# xmas presents



## biggreen (Feb 23, 2005)

Ok, besides wood, what did you get or get yourself for xmas? I did happen across a neighbor cutting down some crepe myrtle so I got some wood too. I got a couple badly needed cordless drills and a router/router table. Router table is just like this one (http://www.jessem.com/main_page.htm) but blue and I got the variable speed 3.5hp milwakee router to go with it. I never thought a router table could be so nice. I'm used to struggling with my old one that I could never get the hieght right and when I did it would crawl on me. Not any more. Milled some door trim and baseboards for the house last week. Just being able to do that is cool. It makes wood chips way faster than I can on the lathe
later, biggreen


----------



## Tortuga (May 21, 2004)

Good lookin' router set-up , BG...Wish I had space for some of that stuff, but it aint gonna happen.lol..

For some reason, this Xmas, I didn't get nuthin' to do with woodworking. Looks like your connection with Santa Claus is running smoother than mine..

Did finally get a combo printer/scanner/copier from the kids that I badly needed..(and let them know about it all year long..lol)

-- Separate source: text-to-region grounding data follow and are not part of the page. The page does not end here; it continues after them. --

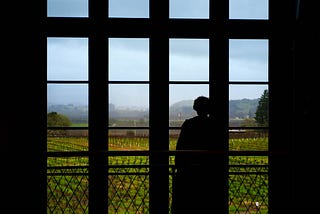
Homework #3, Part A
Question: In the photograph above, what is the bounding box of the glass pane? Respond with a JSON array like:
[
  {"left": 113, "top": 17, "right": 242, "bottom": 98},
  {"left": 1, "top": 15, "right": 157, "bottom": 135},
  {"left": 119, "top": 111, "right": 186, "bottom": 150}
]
[
  {"left": 170, "top": 39, "right": 209, "bottom": 81},
  {"left": 170, "top": 0, "right": 209, "bottom": 19},
  {"left": 47, "top": 129, "right": 88, "bottom": 152},
  {"left": 229, "top": 39, "right": 268, "bottom": 82},
  {"left": 108, "top": 129, "right": 149, "bottom": 150},
  {"left": 108, "top": 154, "right": 149, "bottom": 212},
  {"left": 169, "top": 130, "right": 181, "bottom": 151},
  {"left": 229, "top": 0, "right": 268, "bottom": 20},
  {"left": 229, "top": 84, "right": 268, "bottom": 127},
  {"left": 47, "top": 155, "right": 89, "bottom": 212},
  {"left": 229, "top": 129, "right": 268, "bottom": 151},
  {"left": 47, "top": 84, "right": 88, "bottom": 127},
  {"left": 109, "top": 0, "right": 149, "bottom": 18},
  {"left": 109, "top": 84, "right": 149, "bottom": 125},
  {"left": 229, "top": 155, "right": 268, "bottom": 212},
  {"left": 47, "top": 0, "right": 88, "bottom": 17},
  {"left": 109, "top": 38, "right": 149, "bottom": 81},
  {"left": 169, "top": 84, "right": 209, "bottom": 126},
  {"left": 47, "top": 37, "right": 88, "bottom": 81}
]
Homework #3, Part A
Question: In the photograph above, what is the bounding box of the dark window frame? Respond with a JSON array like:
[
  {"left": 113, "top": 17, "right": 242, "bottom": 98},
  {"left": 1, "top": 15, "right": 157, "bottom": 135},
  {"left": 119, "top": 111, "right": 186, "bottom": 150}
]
[{"left": 42, "top": 0, "right": 295, "bottom": 213}]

Other than that..it wuz just 'shirts 'n' socks' for the geezer...

I musta been BAAAD sometimes during the year....:smile:


----------



## Bobby (May 21, 2004)

I got about the same as you Jim. I got jeans, underwear, shirts and some new aftershave all from Goodwill:smile:. I thought I was the bad boy last year.:smile:


----------



## Slip (Jul 25, 2006)

I also got a combo pinter/scanner/copier from my son and got me a new Dodge pickup this year. My old truck was 16 years old and time for a new one. I love it, even though it is a Dodge.

I however have been eyeing one of them Fein MultiMaster saws for my after Christmas gift to myself.


----------



## biggreen (Feb 23, 2005)

My mother in law got me underwear. Wonder what those two have been talking about?
Later, biggreen


----------



## Surf Hunter (Sep 28, 2006)

Shannon and I really didn't do gifts this year as for our B-days and Christmas we put the money in a kitty so we can return to La Paz Mexico for another week this summer for some prime grade A fishing.


----------



## Viking48 (Jan 24, 2006)

Got a nice Milwaukee jig saw - used it a couple of times so far and love it. Had a Makita which worked well but every so often the blade would come loose. Got some clothes etc. and some video games for the Wii along with a pair of Air Hogs (Laser shooting helicopters). Hey - why should I grow up??


----------



## Viking48 (Jan 24, 2006)

Steve - sounds like you're pretty impressed with the Jessem. I've been looking at router lifts and that looks like a pretty good one. Did your table come with a fence? They get real proud of those things when they put them all together and I'm debating on just buying the lift and installing it on my home made table. Sure would love to hear any opinions you (or anyone else) might have on any brand of lifts.


----------



## Hooked (Oct 15, 2004)

My wife got me a Worksharp 3000 and approved a pre-Christmas order of a Freud 2 1/4 hp router package on closeout of $99.
Picked up a router table top a couple years ago at the WW show which I have mounted next to my table saw with an Incra fence system. Have heard good feedback on the ease of use of the lifts (variety of brands) but they are mighty proud of them and I just haven't pulled the trigger on one. Maybe this year.......lol


----------



## biggreen (Feb 23, 2005)

Viking, stop by and check it out some time when you have some cash laying around. You'll get one soon after playing with it. Expensive as all get out but well worth it. Rockler had a combo deal for the table/fence/mitre package. The lift is part of that table, not an option. I looked at some of the other tables, then I had to add a lift, fence and everything else and the price was right back up where this one was, well almost. I was also having a hard time w/ the Porter Cable 3hp router at $350 then I ended up upgrading it to the VS Milwaukee 3.5hp. I'll may never be rich but I'll have nice tools to play with in my self made missery. 
later, biggreen


----------



## Viking48 (Jan 24, 2006)

May have to take you up on that. There is a guy on CL trying to sell a table with lift but he wants almost as much as you can buy one for on the internet. I can get a pretty good deal on the lift on eBay but then I have to cut a hole in my table to fit etc. but that may be the route I take. Are you pleased with the lift itself?


----------